Install packages we will need.
# install.packages("ggplot2")
# install.packages("sp")
# install.packages("raster")
# install.packages("rgdal")
# install.packages("brew")
# install.packages("systemfonts")
# install.packages("mapview")
# install.packages("spatstat")
# install.packages("tmaptools")
# install.packages("elevatr")
# install.packages("rgbif")
# install.packages("remotes")
# remotes::install_github("Nowosad/spDataLarge")

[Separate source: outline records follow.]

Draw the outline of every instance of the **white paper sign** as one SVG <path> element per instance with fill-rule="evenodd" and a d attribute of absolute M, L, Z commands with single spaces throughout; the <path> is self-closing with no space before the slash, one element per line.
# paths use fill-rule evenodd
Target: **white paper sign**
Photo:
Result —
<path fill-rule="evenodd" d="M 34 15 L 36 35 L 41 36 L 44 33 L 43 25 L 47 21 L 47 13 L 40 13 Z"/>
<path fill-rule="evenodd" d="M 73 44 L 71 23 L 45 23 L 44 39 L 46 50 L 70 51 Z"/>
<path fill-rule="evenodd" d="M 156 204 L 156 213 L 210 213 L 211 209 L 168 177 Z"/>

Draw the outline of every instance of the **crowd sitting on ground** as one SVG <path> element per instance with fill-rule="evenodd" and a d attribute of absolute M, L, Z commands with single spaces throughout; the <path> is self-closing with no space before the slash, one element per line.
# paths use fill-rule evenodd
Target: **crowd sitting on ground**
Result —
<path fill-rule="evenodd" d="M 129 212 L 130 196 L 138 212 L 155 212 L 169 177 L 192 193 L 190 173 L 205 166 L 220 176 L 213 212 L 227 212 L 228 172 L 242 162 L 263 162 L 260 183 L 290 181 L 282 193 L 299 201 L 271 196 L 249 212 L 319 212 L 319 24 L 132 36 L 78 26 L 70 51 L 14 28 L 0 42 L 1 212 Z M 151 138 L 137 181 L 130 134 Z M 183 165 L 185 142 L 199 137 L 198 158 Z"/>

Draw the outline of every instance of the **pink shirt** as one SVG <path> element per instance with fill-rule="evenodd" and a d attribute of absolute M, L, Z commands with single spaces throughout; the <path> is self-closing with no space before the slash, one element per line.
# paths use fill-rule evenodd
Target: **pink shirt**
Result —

# install.packages("spData")
# install.packages("gstat")
# install.packages("fields")
# install.packages("foreign")
# install.packages("velox")
What is a geographic information system (GIS)? While often thought of as means to making maps, the more basic utility of a GIS is the ability to overlay diverse spatial data layers. This is something that flat maps didn’t allow us to do, and is best gotten across with an example. Let’s start with tabular data on the point locations of detention basins (boring data that provides a great example!). In the process of working with this data you will be introduced to several topics (coordinate systems, vector and raster data) that we treat in more depth later.

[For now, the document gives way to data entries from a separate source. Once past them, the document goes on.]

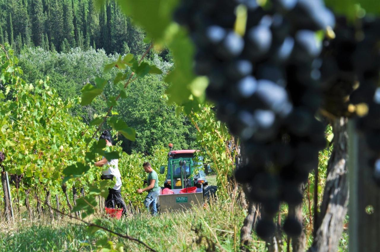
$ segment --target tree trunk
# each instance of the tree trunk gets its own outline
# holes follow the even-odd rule
[[[301,184],[299,186],[299,191],[303,195],[305,191],[305,184]],[[316,186],[315,186],[316,190]],[[315,200],[317,200],[315,199]],[[296,206],[290,205],[289,206],[289,212],[288,216],[294,217],[300,223],[303,224],[303,216],[302,214],[302,203]],[[304,225],[302,225],[302,232],[298,236],[292,237],[291,247],[293,252],[304,252],[306,250],[306,237],[305,235]],[[288,245],[289,246],[289,245]]]
[[[26,206],[26,209],[29,214],[29,218],[31,220],[33,219],[33,213],[32,212],[32,208],[30,208],[30,204],[29,202],[29,195],[30,192],[30,189],[28,189],[25,191],[25,206]]]
[[[1,173],[1,183],[3,186],[3,192],[4,193],[4,202],[5,204],[4,215],[5,219],[7,221],[8,221],[12,218],[12,216],[11,214],[11,200],[8,196],[8,186],[6,184],[6,176],[3,168],[3,171]]]
[[[78,195],[76,194],[76,188],[73,185],[73,202],[74,203],[74,205],[76,206],[76,198],[78,197]],[[79,218],[80,216],[79,214],[79,213],[78,212],[75,212],[75,217],[77,218]]]
[[[84,188],[83,187],[81,188],[81,195],[82,195],[82,197],[84,197]]]
[[[67,194],[67,187],[66,186],[66,184],[64,184],[62,185],[61,187],[62,188],[62,191],[63,191],[63,193],[65,194],[65,195],[66,196],[66,203],[67,203],[67,206],[69,207],[69,214],[70,215],[70,216],[71,216],[71,211],[73,210],[73,206],[71,205],[71,203],[70,203],[70,200],[69,199],[69,195]]]
[[[41,202],[36,191],[34,193],[34,196],[37,200],[37,213],[38,215],[38,219],[40,219],[42,215],[42,208],[41,208]]]
[[[59,206],[59,197],[58,196],[58,194],[55,194],[55,204],[57,207],[57,209],[59,211],[60,211],[60,208]],[[59,218],[60,214],[59,213],[57,213],[57,218]],[[63,215],[62,215],[61,217],[63,217]]]
[[[50,194],[50,191],[49,191],[47,189],[45,188],[45,191],[46,193],[46,198],[45,200],[45,203],[49,207],[49,214],[50,216],[50,219],[54,220],[54,213],[53,212],[53,209],[51,208],[51,204],[50,203],[50,198],[51,198],[51,195]]]
[[[247,184],[243,185],[243,191],[246,195],[249,195],[249,188]],[[251,232],[260,216],[258,204],[249,201],[248,213],[244,220],[243,226],[240,230],[240,249],[242,251],[249,251],[248,246],[252,239]]]
[[[347,123],[347,118],[340,117],[332,124],[334,149],[327,165],[318,229],[310,251],[336,251],[343,231],[348,201]]]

Let’s first consider coordinates. Web services like Google Maps have locations across much of the world mapped to lat-long coordinates. When these locations are polygons (e.g. Athens-Clarke County), Google Maps has an associated centroid (the approximate geographic center of the polygon) and bounding box. So we can actually retrieve the coordinates of named locations by geocoding, basically an API call. Since Google now charges, we’ll use OpenStreetMap instead :)
library(tmaptools)
acc<-geocode_OSM("Athens-Clarke County")
acc$coords
## x y
## -83.35578 33.94587
acc$bbox
## xmin ymin xmax ymax
## -83.53747 33.84802 -83.24083 34.03947
I have a bunch of herbarium data on the occurrences of rare plants associated with granite outcrops in the Southeast.

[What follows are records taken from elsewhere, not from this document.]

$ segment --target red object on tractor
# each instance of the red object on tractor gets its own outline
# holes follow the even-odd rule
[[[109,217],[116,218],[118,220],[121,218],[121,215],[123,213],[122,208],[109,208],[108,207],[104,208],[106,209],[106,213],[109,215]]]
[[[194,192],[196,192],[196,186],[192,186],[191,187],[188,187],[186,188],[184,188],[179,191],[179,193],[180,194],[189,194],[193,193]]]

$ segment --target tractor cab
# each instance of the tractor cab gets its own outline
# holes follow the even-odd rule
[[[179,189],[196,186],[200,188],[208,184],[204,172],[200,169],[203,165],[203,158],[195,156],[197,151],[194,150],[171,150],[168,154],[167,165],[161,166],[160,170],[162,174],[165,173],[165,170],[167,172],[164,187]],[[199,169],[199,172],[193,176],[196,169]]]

Unfortunately, until recently, botanists collecting these specimens did not report coordinates. Nevertheless, many times location names can be used to generate coordinates. Many names are not unique, but usually are if combined with county and state.
Let’s see if we can get correct coordinates for Echols Mill (now quarried) nearby in Oglethorpe county using just the place name.
em1<-geocode_OSM("Echols Mill")
em2<-geocode_OSM("Echols Mill, Oglethorpe, Georgia")
When we don’t supply more detail, we get the centroid of Echols county in south Georgia on the Florida line. But when we do, we get the Echols Mill I had in mind.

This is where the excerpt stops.